フェルドは初めてソフィアを見た時、身体中に電気が走ったと、親友であるジャンに語っていた。
 それほどに運命めいたものを、フェルドは、ソフィアに感じたのだそうだ。
 しかし、ソフィアと初めて会話らしい会話をしたのは、フェルドがこの街に来てから、三年の歳月が流れていた。
 フェルドはジャン同様に、女性が苦手だったのである。
 しかし、ジャンのアドバイス通りにバラの花束を贈ったフェルドは、それだけの理由ではないだろうが、無事にソフィアと結婚する事ができたのだ。
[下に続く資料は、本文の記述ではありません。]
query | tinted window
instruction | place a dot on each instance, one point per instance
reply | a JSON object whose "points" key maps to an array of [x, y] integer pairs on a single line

「リアンお前、フェルドから、ソフィアとの馴れ初めの話聞いた事あるか?」

「…なれそめ?…なれそめって、なに?」

「んっ?…馴れ初めっていうのは…んー…」

 ジャンは綺麗に尖った顎に手を這わせると、動かなくなってしまった。
 この男は何か考え事をすると、動かなくなってしまう特異体質なのだ。

「…ん?もう、こんな時間か…今日は店、久しぶりに休みだから、続きは夕食の時にでも話そうな」

 ジャンはようやく動き出した。

「うん。じゃあ、学校に行ってくるね」

 壁に掛けられている時計を一瞥すると、リアンは食べ残した料理達に別れを告げ、学校へと旅立った。